1. This is an application made under Sections 24 and 151 of the Civil Procedure Code for the transfer of S.C.S. No. 11852 of 1938 on the file of the Court of Small Causes, Madras, from that Court to the City Civil Court, Madras, to be tried along with O.S. No. 157 of 1939 on the file of the latter Court on the ground that the two suits are connected and that it is convenient that they should be tried by the same Court. A preliminary objection has been raised to the application on the ground that under Section 24, Civil Procedure Code, there could be no transfer of the kind asked for. Reliance is placed on Section 3 of the Madras City Civil Court Act which gives jurisdiction to the City Civil Court to try certain suits excluding suits cognizable by the Court of Small Causes, Madras. There is, however, a distinct provision in Section 5 of the same Act to the effect that every person appointed a Judge of the City Civil Court shall be by virtue of his office a Judge of the Court of Small Causes, Madras, with respect to cases cognizable by the latter Court. It cannot therefore be f said that the City Civil Judge to whom the present case may be transferred would have no jurisdiction to try the suit. On the other hand there is a distinct provision in Section 24, Civil Procedure Code, which under Section 8 of the Code applies to a Small Cause Court, to the following effect. The Court trying any suit transferred or withdrawn under this section from a Court of Small Causes shall for the purposes of such suit be deemed to be a Court of Small Causes. In view of Section 5 of the Madras City Civil Court Act this does not appear to be a case of conferring by the order of transfer itself jurisdiction on the Court to which the transfer is made, which it would not possess but for the transfer.
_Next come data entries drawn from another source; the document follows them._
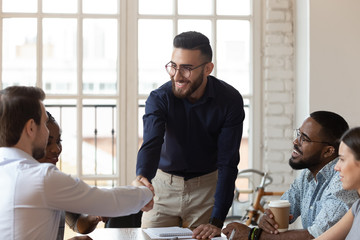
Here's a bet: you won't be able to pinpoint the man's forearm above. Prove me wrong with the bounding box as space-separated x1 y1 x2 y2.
260 229 314 240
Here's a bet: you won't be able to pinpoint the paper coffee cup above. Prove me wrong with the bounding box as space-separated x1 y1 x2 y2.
269 200 290 232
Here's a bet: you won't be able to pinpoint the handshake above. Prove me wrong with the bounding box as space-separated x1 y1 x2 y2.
131 175 155 212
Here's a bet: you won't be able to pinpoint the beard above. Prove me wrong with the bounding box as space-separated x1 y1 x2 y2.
171 70 204 98
289 148 321 170
289 145 321 170
32 147 45 160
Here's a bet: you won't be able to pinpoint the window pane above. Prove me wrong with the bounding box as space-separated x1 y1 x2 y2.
238 99 250 169
216 20 250 94
42 0 77 13
139 0 173 15
2 0 37 12
216 0 250 15
2 18 37 88
83 19 118 94
44 99 78 175
83 0 118 14
178 19 212 37
138 19 173 94
138 99 146 149
82 99 117 175
43 19 77 94
178 0 213 15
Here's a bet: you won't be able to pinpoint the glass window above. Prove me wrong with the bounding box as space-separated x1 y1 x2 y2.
83 19 118 94
2 18 37 88
216 20 250 95
216 0 250 15
139 0 174 15
43 18 77 94
82 0 118 14
2 0 37 12
178 0 213 15
82 99 117 175
138 19 173 94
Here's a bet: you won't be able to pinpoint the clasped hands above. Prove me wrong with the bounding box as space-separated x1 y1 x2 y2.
131 175 155 212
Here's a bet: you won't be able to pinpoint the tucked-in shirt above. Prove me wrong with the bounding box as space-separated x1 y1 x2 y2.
0 147 152 240
136 76 245 220
281 159 358 238
345 199 360 240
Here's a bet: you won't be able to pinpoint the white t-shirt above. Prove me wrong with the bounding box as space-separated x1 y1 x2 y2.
0 147 153 240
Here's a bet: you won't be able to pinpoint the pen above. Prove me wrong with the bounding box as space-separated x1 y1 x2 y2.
229 228 235 240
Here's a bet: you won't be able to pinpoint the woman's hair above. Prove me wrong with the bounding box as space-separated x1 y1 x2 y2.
341 127 360 161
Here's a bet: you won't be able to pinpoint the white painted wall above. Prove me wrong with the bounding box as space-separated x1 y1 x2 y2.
308 0 360 126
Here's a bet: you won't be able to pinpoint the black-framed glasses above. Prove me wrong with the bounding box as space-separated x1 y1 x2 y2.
294 129 332 146
165 61 208 78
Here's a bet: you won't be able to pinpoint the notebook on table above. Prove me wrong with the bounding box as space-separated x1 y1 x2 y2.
143 227 192 239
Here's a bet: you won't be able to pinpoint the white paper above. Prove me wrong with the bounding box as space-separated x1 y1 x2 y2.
143 227 192 239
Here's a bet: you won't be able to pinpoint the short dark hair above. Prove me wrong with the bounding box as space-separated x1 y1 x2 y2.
310 111 349 152
341 127 360 161
173 31 213 62
0 86 45 147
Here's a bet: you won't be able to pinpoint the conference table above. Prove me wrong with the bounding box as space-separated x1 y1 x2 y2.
88 228 151 240
84 228 226 240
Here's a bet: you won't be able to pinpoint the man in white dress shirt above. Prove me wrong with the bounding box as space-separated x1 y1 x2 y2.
0 86 153 240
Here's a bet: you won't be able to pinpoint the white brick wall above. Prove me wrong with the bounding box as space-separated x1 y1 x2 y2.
262 0 295 191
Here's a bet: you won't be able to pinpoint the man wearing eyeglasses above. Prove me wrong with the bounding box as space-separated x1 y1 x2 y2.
224 111 359 240
136 32 245 238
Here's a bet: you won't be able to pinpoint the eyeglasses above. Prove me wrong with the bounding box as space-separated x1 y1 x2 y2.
294 129 332 146
165 61 208 78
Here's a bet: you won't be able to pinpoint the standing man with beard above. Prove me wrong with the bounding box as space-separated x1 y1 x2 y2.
223 111 359 240
136 32 245 238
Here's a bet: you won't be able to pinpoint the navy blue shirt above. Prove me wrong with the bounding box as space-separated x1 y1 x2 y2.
136 76 245 220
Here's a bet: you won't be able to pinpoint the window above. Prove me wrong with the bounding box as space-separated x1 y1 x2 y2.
0 0 254 186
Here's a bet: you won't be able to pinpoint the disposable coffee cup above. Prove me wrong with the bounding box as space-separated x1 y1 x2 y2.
269 200 290 232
2. There can thus be no sound objection to the entertainment of the application in a case like this under Section 24, Civil Procedure Code. In the view we have taken of the preliminary objection it seems unnecessary to decide whether another remedy is not available to the petitioner by way of an application to the Chief Justice of the High-Court under Section 5 of the Madras City Civil Court Act.
3. On the merits it is clear that the balance of convenience is in favour of the transfer asked for. It seems to us however that we cannot reject the complaint made by the second respondent that he may have, as a result of the transfer to be made, to pays additional court-fee in the City Civil Court, it is not proper that we should deal in advance with the question whether additional court-fee would be properly leviable in the circumstances. But assuming that such additional fee would be leviable, which question however we entirely leave to the City Civil Court to decide, it seems to us that the second respondent's complaint is one for which some redress should be provided. We therefore direct the transfer as prayed for but with the condition that the additional court-fee, if any, which may be required to be paid as a result of the transfer, should be paid by the petitioner in this application in the first instance, and that amount should be treated as the costs of the petitioner in the suit and provided for by the final decree in that suit. There will be no order as to costs of this petition.